Application being made to the lieutenant-governor,
several orders were given out calculated to induce them to return to their
duty, informing them, that if they remained behind they would be
certainly sent to hard labour, and the persons who had harboured them
severely punished. But our settlements had now become so extensive, that
orders did not so readily find their way to the settlers, as runaways and
vagrants, who never failed of finding employment among them, particularly
among those at the river.
On the 8th a farm of twenty-five acres of ground in the district of
Concord was sold by public auction for thirteen pounds. Four acres were
planted with Indian corn, and half an acre with potatoes; there was
beside a tolerable hut on the premises.

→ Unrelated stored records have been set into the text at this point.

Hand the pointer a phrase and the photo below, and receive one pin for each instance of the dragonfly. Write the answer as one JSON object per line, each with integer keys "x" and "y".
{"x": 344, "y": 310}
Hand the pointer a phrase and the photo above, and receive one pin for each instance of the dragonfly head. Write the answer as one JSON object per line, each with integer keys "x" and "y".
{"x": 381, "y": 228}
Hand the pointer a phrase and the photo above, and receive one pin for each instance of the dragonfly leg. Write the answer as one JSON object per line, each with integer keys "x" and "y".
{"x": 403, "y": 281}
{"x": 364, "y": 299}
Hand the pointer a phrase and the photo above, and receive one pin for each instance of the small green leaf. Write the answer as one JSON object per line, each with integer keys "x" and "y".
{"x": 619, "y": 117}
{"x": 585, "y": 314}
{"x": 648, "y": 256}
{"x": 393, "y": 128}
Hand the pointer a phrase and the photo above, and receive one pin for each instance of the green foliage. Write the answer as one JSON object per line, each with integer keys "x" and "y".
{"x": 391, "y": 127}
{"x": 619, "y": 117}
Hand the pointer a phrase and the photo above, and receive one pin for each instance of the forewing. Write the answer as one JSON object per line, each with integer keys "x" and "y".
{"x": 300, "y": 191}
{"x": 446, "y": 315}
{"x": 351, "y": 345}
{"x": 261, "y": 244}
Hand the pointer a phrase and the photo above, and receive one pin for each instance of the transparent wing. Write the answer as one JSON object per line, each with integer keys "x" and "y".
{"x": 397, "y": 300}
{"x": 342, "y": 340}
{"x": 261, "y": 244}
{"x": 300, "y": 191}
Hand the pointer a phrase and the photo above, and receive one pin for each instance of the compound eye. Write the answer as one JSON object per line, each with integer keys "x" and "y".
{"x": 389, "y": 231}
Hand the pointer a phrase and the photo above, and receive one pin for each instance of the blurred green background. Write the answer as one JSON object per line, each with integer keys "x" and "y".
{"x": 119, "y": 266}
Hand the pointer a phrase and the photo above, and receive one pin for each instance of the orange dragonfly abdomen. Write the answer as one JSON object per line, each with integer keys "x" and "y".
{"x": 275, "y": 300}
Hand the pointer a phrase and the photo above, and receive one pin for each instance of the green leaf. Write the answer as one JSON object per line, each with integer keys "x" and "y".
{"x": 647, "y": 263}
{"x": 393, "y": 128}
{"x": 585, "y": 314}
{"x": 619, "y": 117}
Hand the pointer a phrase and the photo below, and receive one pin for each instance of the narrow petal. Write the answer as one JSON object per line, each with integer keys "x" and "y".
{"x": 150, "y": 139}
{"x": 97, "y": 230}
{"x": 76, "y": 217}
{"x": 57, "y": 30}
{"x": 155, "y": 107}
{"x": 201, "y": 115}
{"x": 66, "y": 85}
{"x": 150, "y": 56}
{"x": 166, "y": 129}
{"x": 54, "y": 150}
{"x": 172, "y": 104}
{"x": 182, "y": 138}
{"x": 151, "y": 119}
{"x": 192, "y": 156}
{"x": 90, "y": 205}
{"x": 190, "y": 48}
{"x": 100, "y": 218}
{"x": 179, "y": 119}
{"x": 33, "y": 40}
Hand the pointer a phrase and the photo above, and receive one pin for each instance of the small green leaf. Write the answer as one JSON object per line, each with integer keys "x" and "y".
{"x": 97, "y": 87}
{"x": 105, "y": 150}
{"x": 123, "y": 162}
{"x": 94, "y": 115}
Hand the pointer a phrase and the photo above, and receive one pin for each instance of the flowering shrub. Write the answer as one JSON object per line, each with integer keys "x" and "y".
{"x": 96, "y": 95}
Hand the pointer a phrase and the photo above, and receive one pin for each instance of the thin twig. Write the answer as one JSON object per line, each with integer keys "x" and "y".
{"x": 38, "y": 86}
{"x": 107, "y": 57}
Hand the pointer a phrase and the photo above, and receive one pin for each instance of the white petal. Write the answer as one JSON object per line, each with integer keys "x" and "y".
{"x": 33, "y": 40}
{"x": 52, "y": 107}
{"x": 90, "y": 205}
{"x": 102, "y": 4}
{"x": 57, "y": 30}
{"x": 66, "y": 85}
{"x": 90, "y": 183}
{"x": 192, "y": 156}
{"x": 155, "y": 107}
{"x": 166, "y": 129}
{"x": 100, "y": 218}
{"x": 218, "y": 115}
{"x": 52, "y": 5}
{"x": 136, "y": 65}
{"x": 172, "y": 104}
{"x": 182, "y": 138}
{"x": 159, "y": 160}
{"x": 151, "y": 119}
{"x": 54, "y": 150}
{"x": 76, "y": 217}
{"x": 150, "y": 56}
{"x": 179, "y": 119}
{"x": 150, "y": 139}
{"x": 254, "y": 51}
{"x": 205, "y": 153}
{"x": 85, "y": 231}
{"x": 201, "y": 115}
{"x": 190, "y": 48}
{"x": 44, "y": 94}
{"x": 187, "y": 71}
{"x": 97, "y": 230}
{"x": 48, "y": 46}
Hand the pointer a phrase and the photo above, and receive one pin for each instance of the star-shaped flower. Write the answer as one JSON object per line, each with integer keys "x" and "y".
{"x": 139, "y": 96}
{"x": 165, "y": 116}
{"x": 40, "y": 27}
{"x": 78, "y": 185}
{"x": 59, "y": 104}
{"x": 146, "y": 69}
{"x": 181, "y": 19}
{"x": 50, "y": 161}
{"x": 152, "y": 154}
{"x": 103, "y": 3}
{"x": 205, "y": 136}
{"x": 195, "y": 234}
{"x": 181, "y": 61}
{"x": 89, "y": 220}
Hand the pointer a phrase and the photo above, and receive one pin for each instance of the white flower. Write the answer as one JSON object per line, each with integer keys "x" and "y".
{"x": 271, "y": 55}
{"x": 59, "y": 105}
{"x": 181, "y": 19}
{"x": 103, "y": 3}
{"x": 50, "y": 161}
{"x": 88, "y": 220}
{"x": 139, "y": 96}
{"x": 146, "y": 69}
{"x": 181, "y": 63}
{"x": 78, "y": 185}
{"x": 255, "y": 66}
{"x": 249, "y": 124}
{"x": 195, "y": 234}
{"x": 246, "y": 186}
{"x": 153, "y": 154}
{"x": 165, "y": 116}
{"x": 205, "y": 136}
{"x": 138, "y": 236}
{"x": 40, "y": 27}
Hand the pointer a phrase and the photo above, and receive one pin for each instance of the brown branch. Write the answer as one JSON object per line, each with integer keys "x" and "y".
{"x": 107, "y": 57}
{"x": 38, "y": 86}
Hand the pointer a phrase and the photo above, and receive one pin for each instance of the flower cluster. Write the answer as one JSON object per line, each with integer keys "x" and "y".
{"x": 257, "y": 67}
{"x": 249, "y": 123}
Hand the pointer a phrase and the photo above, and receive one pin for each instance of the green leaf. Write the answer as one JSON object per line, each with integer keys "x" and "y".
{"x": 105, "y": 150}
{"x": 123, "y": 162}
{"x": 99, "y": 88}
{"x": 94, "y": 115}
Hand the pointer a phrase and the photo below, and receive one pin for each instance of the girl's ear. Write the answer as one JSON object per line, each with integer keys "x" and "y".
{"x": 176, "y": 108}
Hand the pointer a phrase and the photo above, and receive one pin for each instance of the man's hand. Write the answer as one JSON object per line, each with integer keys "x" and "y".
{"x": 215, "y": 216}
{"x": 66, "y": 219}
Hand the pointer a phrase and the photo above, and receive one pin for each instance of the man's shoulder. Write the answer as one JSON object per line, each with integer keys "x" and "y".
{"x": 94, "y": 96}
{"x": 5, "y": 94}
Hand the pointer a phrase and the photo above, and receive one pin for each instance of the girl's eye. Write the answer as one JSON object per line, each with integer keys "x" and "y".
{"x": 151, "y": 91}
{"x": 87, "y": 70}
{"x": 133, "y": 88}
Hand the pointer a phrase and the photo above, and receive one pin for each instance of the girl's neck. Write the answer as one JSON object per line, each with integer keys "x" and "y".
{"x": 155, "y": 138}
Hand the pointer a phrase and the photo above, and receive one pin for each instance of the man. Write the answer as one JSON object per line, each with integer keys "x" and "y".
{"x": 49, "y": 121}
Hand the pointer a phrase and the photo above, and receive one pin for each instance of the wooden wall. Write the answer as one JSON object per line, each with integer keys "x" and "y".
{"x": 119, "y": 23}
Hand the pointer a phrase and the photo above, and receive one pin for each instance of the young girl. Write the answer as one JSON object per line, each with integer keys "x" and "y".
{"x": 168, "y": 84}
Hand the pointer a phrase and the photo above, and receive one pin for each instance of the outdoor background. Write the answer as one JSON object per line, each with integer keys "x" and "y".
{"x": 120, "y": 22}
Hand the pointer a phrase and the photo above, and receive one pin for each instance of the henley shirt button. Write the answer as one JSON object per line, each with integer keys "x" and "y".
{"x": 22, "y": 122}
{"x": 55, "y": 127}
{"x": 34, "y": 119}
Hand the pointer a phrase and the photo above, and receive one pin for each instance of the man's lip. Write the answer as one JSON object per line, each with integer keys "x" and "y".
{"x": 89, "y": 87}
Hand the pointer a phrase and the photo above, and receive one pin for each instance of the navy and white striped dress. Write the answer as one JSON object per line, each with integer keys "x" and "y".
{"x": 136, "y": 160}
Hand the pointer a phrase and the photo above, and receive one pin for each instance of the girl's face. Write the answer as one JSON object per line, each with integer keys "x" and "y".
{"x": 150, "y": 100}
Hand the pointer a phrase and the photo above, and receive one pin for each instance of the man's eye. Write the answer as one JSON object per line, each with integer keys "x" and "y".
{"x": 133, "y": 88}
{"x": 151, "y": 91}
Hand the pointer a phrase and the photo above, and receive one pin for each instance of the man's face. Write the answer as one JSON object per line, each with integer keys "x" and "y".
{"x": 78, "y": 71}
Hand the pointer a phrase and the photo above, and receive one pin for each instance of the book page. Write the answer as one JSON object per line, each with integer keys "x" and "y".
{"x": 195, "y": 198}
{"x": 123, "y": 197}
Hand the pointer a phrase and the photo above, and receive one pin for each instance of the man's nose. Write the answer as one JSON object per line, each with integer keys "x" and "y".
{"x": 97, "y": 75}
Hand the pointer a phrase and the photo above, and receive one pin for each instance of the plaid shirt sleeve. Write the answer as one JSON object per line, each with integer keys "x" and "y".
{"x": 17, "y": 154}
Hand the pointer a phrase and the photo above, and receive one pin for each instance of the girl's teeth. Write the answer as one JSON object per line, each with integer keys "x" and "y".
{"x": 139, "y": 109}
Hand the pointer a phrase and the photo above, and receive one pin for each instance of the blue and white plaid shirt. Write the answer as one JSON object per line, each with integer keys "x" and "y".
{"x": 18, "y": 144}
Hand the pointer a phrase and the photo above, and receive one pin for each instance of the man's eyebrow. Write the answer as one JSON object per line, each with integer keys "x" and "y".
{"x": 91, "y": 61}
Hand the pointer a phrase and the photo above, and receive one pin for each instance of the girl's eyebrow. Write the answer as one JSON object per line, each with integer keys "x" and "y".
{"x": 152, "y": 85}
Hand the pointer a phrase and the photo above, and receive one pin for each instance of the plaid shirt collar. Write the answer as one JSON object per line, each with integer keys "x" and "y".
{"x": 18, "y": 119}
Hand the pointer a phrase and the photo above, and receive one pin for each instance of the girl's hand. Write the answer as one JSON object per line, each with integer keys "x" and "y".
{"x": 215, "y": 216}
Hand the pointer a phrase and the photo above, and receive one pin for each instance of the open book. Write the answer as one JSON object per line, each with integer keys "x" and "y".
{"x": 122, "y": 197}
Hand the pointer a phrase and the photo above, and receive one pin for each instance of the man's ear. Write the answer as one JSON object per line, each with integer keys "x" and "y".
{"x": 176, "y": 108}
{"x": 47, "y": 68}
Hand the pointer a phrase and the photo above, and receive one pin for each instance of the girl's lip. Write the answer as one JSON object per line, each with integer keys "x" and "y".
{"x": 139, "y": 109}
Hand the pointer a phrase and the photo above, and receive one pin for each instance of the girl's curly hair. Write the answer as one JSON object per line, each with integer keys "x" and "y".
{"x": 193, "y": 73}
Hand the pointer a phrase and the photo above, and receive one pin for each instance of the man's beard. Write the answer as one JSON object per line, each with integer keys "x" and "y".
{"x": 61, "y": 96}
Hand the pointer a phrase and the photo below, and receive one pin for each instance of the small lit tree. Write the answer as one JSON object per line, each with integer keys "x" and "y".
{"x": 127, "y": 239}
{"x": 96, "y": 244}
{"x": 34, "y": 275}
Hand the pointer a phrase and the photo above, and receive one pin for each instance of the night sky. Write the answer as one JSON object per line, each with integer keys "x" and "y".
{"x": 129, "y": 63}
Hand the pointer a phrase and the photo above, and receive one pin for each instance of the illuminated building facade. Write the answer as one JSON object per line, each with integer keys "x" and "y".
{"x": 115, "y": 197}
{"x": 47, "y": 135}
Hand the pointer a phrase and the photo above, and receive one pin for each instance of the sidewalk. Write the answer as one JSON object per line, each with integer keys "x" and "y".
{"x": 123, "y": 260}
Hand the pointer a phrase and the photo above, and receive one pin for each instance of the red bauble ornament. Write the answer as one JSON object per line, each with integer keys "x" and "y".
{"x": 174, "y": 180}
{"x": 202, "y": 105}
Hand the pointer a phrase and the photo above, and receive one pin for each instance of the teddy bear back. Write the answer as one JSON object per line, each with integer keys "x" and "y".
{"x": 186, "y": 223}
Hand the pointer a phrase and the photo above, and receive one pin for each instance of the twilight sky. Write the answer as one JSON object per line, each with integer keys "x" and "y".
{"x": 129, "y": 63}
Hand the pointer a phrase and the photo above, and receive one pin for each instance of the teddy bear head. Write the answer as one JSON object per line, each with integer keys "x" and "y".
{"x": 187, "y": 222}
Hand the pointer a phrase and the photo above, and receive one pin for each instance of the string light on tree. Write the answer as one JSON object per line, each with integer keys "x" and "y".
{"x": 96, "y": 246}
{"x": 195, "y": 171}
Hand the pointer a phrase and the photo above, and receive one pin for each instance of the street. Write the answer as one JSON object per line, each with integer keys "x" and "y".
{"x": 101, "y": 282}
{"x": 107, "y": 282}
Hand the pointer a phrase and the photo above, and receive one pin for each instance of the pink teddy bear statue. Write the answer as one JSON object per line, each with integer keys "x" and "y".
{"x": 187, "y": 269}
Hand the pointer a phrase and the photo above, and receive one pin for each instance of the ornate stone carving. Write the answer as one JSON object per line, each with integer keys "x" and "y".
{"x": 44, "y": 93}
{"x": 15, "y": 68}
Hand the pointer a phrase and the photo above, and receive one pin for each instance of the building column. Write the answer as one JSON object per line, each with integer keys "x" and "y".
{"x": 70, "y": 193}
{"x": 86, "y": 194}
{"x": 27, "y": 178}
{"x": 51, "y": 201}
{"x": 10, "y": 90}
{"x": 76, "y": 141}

This farm was the property of
Samuel Crane, a soldier, who, too industriously for himself, working on
it on the Sunday preceding his death, received a hurt from a tree which
fell upon him, and proved fatal.
Every preparation for accommodating the lieutenant-governor and his
family being completed on board the _Daedalus_, he embarked in the
evening of the 15th. Previous to his departure, such convicts as were at
that time confined in the cells, or who were under orders for punishment,
were released; several grants of lands were signed, conveying chiefly
small allotments of twenty-five acres each to such soldiers of the
regiment as were desirous of, and made application for that favour; and
some leases of town lots were given.